Melissa Armstrong
Ph.D. Candidate
Degrees: | B.A. (Saskatchewan), M.A. (Oxford) |
Email: | melissa.armstrong3@carleton.ca |
Twitter: | Follow |
Supervisor
Academic Interests
African history, South African history, history of medicine, history of colonialism
Recent Research Awards/Publications
- Armstrong, M. (2014). Healthcare in Exile: ANC Health Policy and Health Care Provision in MK Camps, 1964 to 1989. South African Historical Journal, 66(2), 270-290.
- Vanier Canada Graduate Scholarship (2014)

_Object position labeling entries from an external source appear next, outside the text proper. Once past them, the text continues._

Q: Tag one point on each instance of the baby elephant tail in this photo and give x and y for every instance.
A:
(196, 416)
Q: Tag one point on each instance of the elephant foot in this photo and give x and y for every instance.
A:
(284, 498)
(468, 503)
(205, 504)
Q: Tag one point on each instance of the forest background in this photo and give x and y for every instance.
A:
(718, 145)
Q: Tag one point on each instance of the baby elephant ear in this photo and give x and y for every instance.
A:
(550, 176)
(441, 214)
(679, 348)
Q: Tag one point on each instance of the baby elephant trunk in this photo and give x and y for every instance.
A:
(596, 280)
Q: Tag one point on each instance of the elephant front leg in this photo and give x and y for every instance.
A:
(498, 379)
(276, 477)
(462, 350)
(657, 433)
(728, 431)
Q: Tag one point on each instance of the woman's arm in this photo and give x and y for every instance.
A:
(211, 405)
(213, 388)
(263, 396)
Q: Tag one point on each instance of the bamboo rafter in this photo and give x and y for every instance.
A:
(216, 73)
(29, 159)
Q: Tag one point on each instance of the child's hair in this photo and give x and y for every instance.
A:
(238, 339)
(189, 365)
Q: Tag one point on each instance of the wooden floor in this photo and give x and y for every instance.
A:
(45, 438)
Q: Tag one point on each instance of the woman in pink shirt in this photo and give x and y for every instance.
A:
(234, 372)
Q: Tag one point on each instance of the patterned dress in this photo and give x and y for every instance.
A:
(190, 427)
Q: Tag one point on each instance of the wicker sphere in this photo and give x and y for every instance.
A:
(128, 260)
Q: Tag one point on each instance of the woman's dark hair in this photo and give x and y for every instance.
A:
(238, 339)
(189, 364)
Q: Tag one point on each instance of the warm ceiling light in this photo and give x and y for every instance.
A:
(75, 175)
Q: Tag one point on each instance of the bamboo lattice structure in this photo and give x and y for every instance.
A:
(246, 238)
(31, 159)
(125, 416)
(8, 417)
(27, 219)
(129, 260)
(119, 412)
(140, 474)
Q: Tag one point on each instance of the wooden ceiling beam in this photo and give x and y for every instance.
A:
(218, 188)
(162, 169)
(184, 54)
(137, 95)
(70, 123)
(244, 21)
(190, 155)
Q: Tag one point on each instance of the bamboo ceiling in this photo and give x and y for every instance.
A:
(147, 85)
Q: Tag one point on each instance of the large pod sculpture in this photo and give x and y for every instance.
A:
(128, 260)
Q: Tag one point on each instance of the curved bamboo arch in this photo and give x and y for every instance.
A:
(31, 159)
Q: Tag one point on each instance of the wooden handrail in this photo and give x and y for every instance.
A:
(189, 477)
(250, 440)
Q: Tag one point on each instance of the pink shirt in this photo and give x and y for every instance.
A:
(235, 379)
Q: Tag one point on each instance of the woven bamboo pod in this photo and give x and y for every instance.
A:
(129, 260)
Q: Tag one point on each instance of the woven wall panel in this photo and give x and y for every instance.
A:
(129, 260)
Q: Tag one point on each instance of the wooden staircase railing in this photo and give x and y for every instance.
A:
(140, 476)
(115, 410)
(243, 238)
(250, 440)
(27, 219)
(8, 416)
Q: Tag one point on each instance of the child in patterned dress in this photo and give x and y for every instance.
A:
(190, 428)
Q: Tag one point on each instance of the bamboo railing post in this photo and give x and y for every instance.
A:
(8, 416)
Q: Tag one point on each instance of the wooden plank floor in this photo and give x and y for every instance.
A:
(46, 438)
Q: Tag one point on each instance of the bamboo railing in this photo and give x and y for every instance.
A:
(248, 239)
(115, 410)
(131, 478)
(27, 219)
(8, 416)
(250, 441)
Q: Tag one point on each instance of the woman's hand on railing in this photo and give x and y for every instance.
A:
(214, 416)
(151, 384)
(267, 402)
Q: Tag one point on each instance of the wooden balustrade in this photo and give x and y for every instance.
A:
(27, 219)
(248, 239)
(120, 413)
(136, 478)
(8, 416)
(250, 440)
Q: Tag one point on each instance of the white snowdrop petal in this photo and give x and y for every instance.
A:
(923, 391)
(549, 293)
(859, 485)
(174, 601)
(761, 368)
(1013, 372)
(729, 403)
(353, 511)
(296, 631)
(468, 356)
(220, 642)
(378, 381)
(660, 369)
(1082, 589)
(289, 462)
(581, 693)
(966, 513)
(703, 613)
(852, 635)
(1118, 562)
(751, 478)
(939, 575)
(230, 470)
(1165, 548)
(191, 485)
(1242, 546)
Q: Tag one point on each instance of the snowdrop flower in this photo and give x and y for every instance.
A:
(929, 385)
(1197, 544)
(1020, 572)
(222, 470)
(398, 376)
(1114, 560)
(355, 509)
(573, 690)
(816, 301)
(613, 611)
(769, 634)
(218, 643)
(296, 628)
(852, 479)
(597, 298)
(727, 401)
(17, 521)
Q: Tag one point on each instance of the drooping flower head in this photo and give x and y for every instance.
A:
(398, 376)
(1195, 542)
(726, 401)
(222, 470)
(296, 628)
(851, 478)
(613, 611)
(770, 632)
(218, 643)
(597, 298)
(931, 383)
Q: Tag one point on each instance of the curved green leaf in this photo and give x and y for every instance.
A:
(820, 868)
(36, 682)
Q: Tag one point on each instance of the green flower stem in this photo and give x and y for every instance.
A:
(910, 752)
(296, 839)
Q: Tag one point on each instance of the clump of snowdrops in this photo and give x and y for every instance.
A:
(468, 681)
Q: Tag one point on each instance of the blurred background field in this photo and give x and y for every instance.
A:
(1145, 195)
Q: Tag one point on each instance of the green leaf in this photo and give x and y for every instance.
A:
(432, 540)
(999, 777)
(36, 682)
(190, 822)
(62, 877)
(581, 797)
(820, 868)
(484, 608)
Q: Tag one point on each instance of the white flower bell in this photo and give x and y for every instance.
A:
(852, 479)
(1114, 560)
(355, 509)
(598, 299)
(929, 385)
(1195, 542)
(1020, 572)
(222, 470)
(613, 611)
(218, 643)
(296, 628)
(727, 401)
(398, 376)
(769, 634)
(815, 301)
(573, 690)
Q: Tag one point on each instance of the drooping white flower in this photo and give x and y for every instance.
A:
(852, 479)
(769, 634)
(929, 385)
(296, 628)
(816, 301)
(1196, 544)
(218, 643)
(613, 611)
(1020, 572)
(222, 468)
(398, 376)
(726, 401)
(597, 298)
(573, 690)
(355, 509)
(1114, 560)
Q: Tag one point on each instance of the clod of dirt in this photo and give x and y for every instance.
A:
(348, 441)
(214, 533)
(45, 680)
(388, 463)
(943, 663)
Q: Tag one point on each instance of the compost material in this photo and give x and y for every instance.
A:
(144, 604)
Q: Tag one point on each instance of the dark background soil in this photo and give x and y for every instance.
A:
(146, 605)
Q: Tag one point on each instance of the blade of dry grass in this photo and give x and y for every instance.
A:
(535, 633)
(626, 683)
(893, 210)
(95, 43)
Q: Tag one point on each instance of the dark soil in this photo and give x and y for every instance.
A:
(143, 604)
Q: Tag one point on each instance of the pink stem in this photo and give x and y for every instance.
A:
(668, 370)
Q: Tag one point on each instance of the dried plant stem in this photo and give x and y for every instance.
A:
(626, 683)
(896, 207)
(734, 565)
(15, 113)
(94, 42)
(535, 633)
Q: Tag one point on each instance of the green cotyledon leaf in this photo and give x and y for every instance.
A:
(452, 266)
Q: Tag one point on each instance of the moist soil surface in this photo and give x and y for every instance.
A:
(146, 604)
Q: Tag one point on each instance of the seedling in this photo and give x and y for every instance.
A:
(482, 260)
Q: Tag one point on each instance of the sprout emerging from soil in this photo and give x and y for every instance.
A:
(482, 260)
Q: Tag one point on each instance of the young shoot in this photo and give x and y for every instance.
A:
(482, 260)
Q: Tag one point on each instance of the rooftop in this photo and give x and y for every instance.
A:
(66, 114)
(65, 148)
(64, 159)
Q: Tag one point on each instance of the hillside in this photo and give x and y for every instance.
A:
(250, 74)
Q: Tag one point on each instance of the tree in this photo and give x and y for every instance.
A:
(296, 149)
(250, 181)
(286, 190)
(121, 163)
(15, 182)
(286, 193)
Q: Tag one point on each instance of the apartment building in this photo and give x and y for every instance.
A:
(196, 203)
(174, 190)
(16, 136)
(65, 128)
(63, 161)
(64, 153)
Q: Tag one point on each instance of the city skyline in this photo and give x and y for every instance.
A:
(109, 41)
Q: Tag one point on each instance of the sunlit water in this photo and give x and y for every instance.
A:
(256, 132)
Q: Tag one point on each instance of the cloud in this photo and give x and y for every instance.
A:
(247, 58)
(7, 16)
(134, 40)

- Commonwealth Scholarship to Oxford University (2013) – Declined
Current Research
My doctoral research project concerns the provision of health care by the African National Congress (ANC) and its military wing, Umkhonto weSizwe (MK), during the struggle against apartheid in South Africa between 1963 and 1990. During this period the ANC and MK were exiled from South Africa, and in order to maintain unity and order in the exile movement and liberation struggle, the ANC developed a bureaucratic structure that included a health department. In the early 1960s, healthcare infrastructure was merely a simple clinic in rural Tanzania but by the late 1970s, the department had facilities and health delivery teams in Tanzania, Zambia, Angola, and Mozambique. The ANC also established networks of support and funding for its healthcare development initiatives through international anti-apartheid organizations and its communist allies. This research will culminate in the first full-length study of the activities, achievements and failures of the health department during the twenty-seven years the ANC was in exile. Further, I am interested in the ANC’s transition from exile to liberal democracy in 1994; the ANC struggle-era health department shaped the development and implementation of today’s healthcare system in South Africa.